Das Wachstum in Deutschland werde die Erwartungen voll erfüllen, kündigte Deutschland-Chef Ralf Kleber am Mittwoch an. Investoren zeigten sich überzeugt: An der Wall Street legten Papiere des eBay-Konkurrenten um sechs Prozent zu. Die meisten Analysten trauen Amazon zu, dass sich der eingeschlagene Expansionskurs auszahlt. „Wenn man sich die Geschwindigkeit anschaut, mit der der Umsatz wächst und alle Erwartungen übertroffen werden, zeigt sich, dass das, was sie tun, Sinn macht“, sagte Analyst Ken Sena von Evercore Partners.

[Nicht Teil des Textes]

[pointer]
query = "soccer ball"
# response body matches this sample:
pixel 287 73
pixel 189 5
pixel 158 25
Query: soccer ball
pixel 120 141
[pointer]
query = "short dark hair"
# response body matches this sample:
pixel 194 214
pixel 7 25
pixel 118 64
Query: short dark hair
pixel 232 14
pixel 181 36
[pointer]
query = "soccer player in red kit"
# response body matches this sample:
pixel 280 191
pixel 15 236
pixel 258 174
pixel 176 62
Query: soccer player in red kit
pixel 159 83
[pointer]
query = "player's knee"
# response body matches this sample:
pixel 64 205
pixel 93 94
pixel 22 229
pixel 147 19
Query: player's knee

Im ersten Quartal stieg der Umsatz um 38 Prozent auf 9,9 Milliarden Dollar. Experten hatten im Schnitt mit 9,57 Milliarden Dollar gerechnet.

Vor allem der nordamerikanische Heimatmarkt trug zu dem Wachstum bei. Im internationalen Geschäft schlugen sich Kleber zufolge die Folgen des Japan-Bebens nieder. Der Gewinn fiel um 33 Prozent auf 201 Millionen Dollar und lag damit deutlich unter den Erwartungen. Die operative Marge ging auf 3,3 Prozent zurück, von noch 5,5 Prozent vor einem Jahr. „Es gibt kein Umsatzproblem, es gibt ein Margenproblem“, urteilte Analyst Colin Gillis von BGC Partners.

Die Gewinnentwicklung ist offenbar auch für das Unternehmen noch unklar: Im laufenden Quartal peilt Amazon einen Betriebsgewinn zwischen 95 und 245 Millionen Dollar nach 207 Dollar vor einem Jahr an.